Voting yes: Thomas Carper (D., Del.), Bob Casey (D., Pa.), Chris Coons (D., Del.), Frank Lautenberg (D., N.J.), Robert Menendez (D., N.J.), and Arlen Specter (D., Pa.).

Congressional earmarks. Voting 39-56, the Senate defeated an amendment to S 510 (above) to bar congressional earmarks for the next three years. Earmarking is the practice of individual lawmakers rather than executive-branch agencies determining how specific appropriations or tax benefits will be allocated.

A yes vote backed the amendment.

Voting no: Carper, Casey, Coons, Lautenberg, Menendez, and Specter.

Millionaires' taxes. Voting 53-37, the Senate failed to reach 60 votes needed to end GOP blockage of a Democratic bid to raise taxes Jan. 1 on millionaires and billionaires. The amendment to HR 4853 sought to permanently block an extension of Bush-era tax cuts on incomes of $1 million and above while permanently extending current rates for incomes up to $999,999.

A yes vote opposed tax-cut extensions for millionaires.

Voting yes: Carper, Casey, Coons, Lautenberg, Menendez, and Specter.

Middle-class tax cuts.
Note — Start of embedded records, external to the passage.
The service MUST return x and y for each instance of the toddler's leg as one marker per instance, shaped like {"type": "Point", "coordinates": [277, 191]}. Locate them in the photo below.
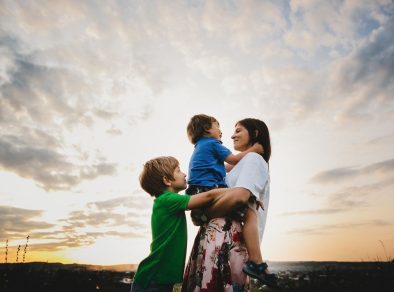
{"type": "Point", "coordinates": [251, 236]}
{"type": "Point", "coordinates": [231, 198]}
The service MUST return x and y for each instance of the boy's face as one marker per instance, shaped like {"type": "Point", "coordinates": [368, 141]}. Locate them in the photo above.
{"type": "Point", "coordinates": [179, 182]}
{"type": "Point", "coordinates": [215, 132]}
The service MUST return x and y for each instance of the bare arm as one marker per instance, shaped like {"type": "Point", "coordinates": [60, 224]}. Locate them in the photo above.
{"type": "Point", "coordinates": [205, 199]}
{"type": "Point", "coordinates": [235, 158]}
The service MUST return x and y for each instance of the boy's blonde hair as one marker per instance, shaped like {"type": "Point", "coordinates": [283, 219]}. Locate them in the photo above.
{"type": "Point", "coordinates": [151, 177]}
{"type": "Point", "coordinates": [198, 126]}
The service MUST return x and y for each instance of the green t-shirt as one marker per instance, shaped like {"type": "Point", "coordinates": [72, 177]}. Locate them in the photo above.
{"type": "Point", "coordinates": [166, 260]}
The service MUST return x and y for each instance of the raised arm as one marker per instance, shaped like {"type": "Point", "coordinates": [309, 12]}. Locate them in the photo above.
{"type": "Point", "coordinates": [233, 159]}
{"type": "Point", "coordinates": [205, 199]}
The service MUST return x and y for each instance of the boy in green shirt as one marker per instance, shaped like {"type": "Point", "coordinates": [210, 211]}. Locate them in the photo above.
{"type": "Point", "coordinates": [162, 178]}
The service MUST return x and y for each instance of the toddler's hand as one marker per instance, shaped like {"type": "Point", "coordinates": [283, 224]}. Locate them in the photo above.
{"type": "Point", "coordinates": [259, 204]}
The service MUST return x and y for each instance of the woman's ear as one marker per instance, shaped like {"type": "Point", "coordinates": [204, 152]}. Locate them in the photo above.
{"type": "Point", "coordinates": [166, 181]}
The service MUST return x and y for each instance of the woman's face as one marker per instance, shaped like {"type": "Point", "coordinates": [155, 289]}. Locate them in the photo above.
{"type": "Point", "coordinates": [240, 138]}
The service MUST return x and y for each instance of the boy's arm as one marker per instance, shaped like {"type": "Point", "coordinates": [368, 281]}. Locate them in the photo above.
{"type": "Point", "coordinates": [205, 199]}
{"type": "Point", "coordinates": [235, 158]}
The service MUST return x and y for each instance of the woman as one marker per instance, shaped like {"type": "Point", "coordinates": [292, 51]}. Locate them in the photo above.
{"type": "Point", "coordinates": [219, 253]}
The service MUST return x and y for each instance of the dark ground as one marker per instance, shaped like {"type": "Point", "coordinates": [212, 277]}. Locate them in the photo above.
{"type": "Point", "coordinates": [294, 277]}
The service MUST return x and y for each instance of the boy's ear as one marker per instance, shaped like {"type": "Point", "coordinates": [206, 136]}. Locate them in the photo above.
{"type": "Point", "coordinates": [166, 181]}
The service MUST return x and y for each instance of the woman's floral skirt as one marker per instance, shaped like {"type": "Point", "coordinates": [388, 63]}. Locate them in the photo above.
{"type": "Point", "coordinates": [216, 259]}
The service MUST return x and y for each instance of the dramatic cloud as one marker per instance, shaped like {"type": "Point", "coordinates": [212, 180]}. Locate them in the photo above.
{"type": "Point", "coordinates": [329, 228]}
{"type": "Point", "coordinates": [51, 170]}
{"type": "Point", "coordinates": [17, 223]}
{"type": "Point", "coordinates": [384, 169]}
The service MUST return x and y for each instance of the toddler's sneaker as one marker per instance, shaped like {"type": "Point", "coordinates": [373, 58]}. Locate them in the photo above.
{"type": "Point", "coordinates": [258, 271]}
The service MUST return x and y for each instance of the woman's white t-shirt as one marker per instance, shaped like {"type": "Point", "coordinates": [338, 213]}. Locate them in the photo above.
{"type": "Point", "coordinates": [251, 173]}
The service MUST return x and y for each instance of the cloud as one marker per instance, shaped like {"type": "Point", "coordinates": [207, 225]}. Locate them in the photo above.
{"type": "Point", "coordinates": [364, 79]}
{"type": "Point", "coordinates": [324, 229]}
{"type": "Point", "coordinates": [325, 211]}
{"type": "Point", "coordinates": [49, 169]}
{"type": "Point", "coordinates": [123, 217]}
{"type": "Point", "coordinates": [17, 223]}
{"type": "Point", "coordinates": [383, 168]}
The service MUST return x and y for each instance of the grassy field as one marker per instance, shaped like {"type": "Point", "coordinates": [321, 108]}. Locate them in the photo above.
{"type": "Point", "coordinates": [297, 276]}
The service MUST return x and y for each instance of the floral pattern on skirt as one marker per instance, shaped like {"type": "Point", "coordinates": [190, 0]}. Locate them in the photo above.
{"type": "Point", "coordinates": [216, 259]}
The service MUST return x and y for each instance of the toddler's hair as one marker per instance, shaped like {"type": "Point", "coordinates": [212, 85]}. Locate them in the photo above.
{"type": "Point", "coordinates": [198, 126]}
{"type": "Point", "coordinates": [151, 177]}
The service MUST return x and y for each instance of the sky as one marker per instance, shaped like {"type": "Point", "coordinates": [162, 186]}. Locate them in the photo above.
{"type": "Point", "coordinates": [91, 90]}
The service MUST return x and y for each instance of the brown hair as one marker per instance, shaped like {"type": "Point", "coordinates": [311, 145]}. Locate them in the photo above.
{"type": "Point", "coordinates": [151, 177]}
{"type": "Point", "coordinates": [198, 126]}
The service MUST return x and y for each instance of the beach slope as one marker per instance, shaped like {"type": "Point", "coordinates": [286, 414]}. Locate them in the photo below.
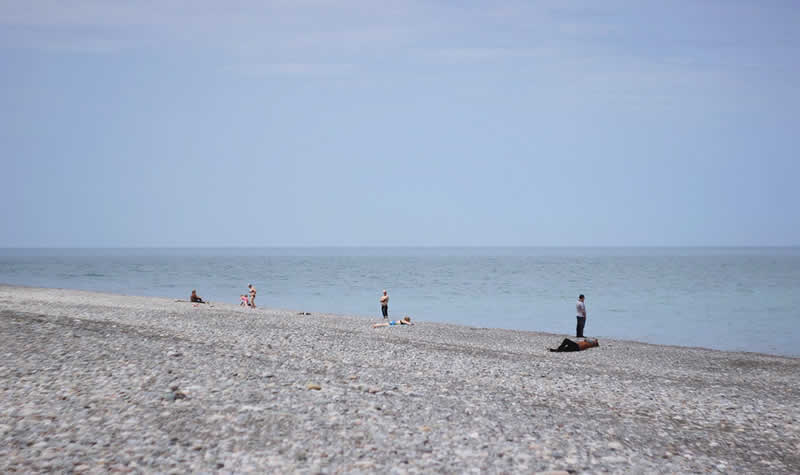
{"type": "Point", "coordinates": [94, 382]}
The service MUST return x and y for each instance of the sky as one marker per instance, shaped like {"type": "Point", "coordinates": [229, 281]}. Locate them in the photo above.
{"type": "Point", "coordinates": [399, 123]}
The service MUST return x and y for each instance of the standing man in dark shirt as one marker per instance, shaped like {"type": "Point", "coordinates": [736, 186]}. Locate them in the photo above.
{"type": "Point", "coordinates": [580, 309]}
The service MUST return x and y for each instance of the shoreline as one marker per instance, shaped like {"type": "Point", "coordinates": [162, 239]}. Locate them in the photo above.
{"type": "Point", "coordinates": [446, 324]}
{"type": "Point", "coordinates": [94, 382]}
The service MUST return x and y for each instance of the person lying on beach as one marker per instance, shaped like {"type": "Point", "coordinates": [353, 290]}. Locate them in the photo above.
{"type": "Point", "coordinates": [194, 298]}
{"type": "Point", "coordinates": [405, 321]}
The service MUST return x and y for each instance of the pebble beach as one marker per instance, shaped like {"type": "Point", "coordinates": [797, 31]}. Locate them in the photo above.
{"type": "Point", "coordinates": [93, 383]}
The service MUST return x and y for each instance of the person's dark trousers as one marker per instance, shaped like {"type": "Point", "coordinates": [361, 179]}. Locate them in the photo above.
{"type": "Point", "coordinates": [579, 329]}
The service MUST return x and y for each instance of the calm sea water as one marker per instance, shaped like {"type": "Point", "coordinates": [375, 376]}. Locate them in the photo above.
{"type": "Point", "coordinates": [745, 299]}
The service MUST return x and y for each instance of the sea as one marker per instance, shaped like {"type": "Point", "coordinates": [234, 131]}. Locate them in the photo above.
{"type": "Point", "coordinates": [733, 299]}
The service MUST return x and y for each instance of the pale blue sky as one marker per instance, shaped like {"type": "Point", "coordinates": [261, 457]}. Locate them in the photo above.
{"type": "Point", "coordinates": [321, 122]}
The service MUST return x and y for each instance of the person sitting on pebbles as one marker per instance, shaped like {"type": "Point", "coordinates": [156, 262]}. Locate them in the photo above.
{"type": "Point", "coordinates": [195, 298]}
{"type": "Point", "coordinates": [405, 321]}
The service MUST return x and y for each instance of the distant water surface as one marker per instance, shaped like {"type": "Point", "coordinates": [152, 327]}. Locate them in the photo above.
{"type": "Point", "coordinates": [743, 299]}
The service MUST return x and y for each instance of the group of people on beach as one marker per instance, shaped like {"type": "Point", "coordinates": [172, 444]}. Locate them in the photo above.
{"type": "Point", "coordinates": [249, 300]}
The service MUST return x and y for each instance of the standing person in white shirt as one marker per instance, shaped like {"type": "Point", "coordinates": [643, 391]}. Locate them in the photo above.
{"type": "Point", "coordinates": [580, 308]}
{"type": "Point", "coordinates": [385, 305]}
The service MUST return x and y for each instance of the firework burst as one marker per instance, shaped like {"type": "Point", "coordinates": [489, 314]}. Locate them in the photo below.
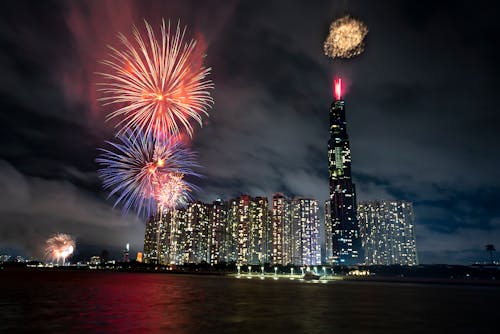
{"type": "Point", "coordinates": [345, 39]}
{"type": "Point", "coordinates": [158, 85]}
{"type": "Point", "coordinates": [59, 247]}
{"type": "Point", "coordinates": [173, 191]}
{"type": "Point", "coordinates": [139, 165]}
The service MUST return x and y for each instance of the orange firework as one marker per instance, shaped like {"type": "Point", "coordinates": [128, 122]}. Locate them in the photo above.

Voting 53-36, the Senate failed to get 60 votes needed to end GOP blockage of a House-passed bill (HR 4853) to extend beyond Dec. 31 the Bush-era tax cuts on the first $200,000 of singles' income and the first $250,000 of couples' income. This would add a projected $3 trillion to U.S. debt over 10 years. The bill did not address Bush-era cuts on incomes above $250,000 that also are set to expire Dec. 31.

A yes vote backed the amendment.

Voting yes: Carper, Casey, Coons, Lautenberg, Menendez, and Specter.

This week. Both chambers may hold further votes on tax cuts. The Senate will take up the 2011 defense budget and may also debate a repeal of the ban on gays serving openly in the military, the New START arms-reduction treaty, and the DREAM Act, giving children of illegal immigrants a path to citizenship.